Results
Quality Statistics
To obtain quality statistics of the resulting assemblies, we ran Quast2.3 using the following command:
python ${PATH_TO}/quast-2.3/quast.py -o $output_dir -L --est-ref-size $genome_size --gage $result_assembly -R $reference
Gene Coverage
To calculate estimated gene coverage, first create a blast database of the output assembly, then align your genes against that database. This could be done using the following blast commands:
makeblastdb -in $Assembly -out databaseBLAST -dbtype nucl -parse_seqids
blastn -query $gene_list_file -out output.blast.txt -db databaseBLAST -num_threads $N
To obtain Genes sequences for each specie, we used the reference genomes and the corresponding annotations:
- Staphylococcus aureus subsp. aureus USA300 TCH1516, (2844 Genes).

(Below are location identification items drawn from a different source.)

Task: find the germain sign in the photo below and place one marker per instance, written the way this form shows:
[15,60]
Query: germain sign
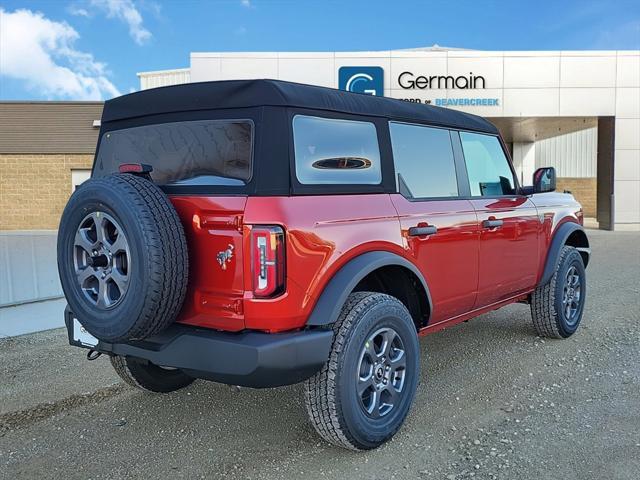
[408,80]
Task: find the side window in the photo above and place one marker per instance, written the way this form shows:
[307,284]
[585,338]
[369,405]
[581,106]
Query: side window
[487,166]
[423,159]
[333,151]
[202,152]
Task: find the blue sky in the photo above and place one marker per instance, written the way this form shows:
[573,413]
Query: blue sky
[90,49]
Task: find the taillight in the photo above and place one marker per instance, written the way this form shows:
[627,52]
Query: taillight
[267,250]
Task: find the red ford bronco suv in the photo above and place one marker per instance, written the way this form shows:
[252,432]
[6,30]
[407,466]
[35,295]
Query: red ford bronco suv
[263,233]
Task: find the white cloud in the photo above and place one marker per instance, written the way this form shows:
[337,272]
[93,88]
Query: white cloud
[41,52]
[78,11]
[126,11]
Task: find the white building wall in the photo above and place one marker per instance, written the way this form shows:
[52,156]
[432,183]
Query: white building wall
[163,78]
[574,155]
[524,160]
[526,84]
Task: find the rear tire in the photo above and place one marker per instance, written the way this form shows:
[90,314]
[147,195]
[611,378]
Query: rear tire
[149,377]
[557,307]
[348,400]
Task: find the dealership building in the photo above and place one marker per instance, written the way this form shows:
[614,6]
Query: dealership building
[578,111]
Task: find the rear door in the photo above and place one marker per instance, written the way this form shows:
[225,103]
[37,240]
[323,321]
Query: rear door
[205,167]
[440,228]
[509,223]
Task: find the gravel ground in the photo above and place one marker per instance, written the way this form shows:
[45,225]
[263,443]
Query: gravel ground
[495,401]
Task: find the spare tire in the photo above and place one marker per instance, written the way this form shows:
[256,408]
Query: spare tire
[122,258]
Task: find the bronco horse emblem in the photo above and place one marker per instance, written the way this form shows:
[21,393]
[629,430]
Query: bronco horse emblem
[225,256]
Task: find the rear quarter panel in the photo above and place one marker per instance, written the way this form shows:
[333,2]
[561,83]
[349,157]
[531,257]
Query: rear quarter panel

- Rhodobacter sphaeroides KD131, (4474 Genes).
- Homo sapiens GRCh38.p2 (ftp release 80), (2289 Genes).
You may download our gene list files. A perl script to calculate total percentage of gene coverage available from GitHub repository.

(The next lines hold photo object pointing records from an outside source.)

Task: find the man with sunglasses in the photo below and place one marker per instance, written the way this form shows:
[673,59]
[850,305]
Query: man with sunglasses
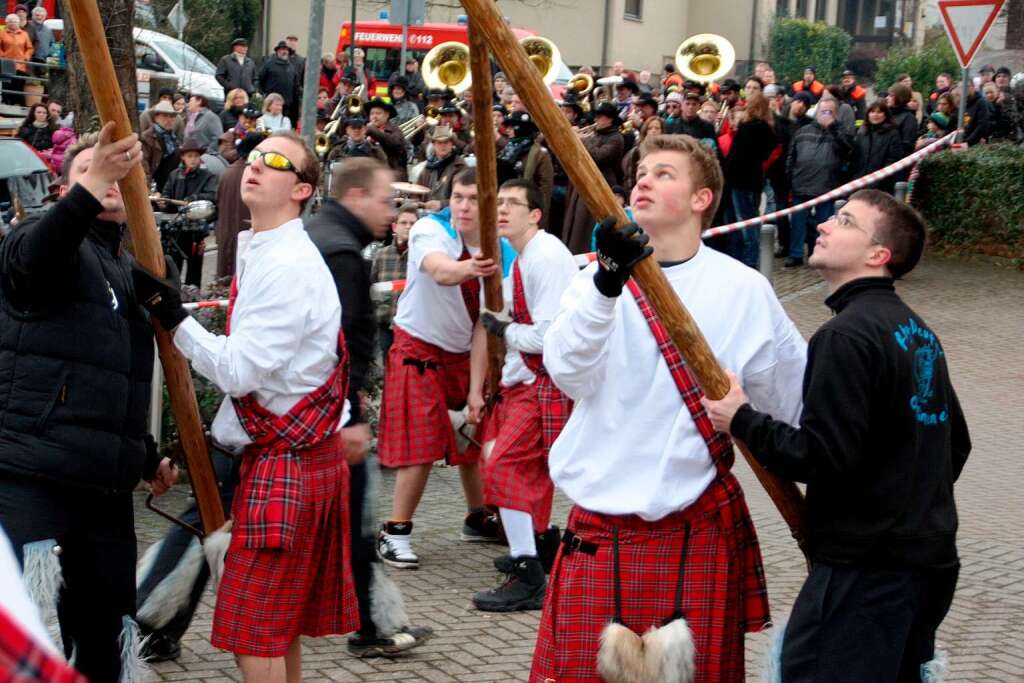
[427,370]
[284,368]
[880,442]
[529,411]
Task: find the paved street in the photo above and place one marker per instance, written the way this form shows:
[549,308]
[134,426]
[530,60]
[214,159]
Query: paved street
[978,311]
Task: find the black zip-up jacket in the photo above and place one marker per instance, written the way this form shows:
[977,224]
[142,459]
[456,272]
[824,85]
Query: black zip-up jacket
[340,237]
[881,440]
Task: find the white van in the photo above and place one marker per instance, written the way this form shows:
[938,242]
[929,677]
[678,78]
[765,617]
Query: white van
[160,53]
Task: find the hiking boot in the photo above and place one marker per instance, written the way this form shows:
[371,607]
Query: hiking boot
[481,526]
[394,546]
[523,589]
[160,647]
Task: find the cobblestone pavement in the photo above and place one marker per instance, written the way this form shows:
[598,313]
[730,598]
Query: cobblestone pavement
[978,311]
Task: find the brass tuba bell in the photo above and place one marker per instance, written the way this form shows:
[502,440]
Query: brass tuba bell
[705,57]
[446,66]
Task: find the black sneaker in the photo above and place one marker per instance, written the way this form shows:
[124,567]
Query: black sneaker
[481,526]
[394,548]
[523,589]
[160,647]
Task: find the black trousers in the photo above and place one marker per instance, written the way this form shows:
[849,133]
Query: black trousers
[860,626]
[175,544]
[96,534]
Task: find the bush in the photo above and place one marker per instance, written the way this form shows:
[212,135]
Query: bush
[796,44]
[935,57]
[972,199]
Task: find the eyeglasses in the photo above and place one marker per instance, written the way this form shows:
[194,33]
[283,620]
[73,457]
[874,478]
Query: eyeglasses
[272,160]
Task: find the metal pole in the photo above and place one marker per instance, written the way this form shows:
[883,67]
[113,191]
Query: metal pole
[311,81]
[404,38]
[766,266]
[966,74]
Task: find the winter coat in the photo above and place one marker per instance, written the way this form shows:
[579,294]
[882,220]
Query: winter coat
[605,146]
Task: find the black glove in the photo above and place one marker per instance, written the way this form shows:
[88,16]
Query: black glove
[617,252]
[161,296]
[494,325]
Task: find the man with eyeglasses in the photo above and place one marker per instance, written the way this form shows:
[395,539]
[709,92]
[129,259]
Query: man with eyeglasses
[529,412]
[880,442]
[284,367]
[427,370]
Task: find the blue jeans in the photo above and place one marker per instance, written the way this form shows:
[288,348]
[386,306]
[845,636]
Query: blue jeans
[747,241]
[804,225]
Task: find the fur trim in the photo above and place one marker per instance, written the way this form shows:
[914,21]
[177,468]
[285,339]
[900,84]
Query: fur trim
[935,670]
[215,548]
[662,655]
[387,609]
[133,667]
[772,672]
[173,592]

GAGE Statistics - No Reference
For Bombus_impatiens We used E-Size statistics provided by GAGE. The script can be downloaded from their website by clicking on this link. We used the following command to run the script.
java GetFastaStats -o -min 500 -genomeSize <Genome Expected Size> $result_assembly
Synthetic Data Statistics
To assess the correctness of the merged assemblies we aligned the flawed synthetic input each of the resulting assemblies to the reference. and visualized the alignment using colored barplot. Pairwise alignments and visualization were generated an R script utilizing Decipher, an R Bioconductor package.
References:
- Gurevich, A., Saveliev, V., Vyahhi, N. & Tesler, G. QUAST: quality assessment tool for genome assemblies. Bioinformatics 29, 1072–1075 (2013).
- ES Wright, Using DECIPHER v2.0 to Analyze Big Biological Sequence Data in R. The R Journal, 8(1), 352-359 (2016).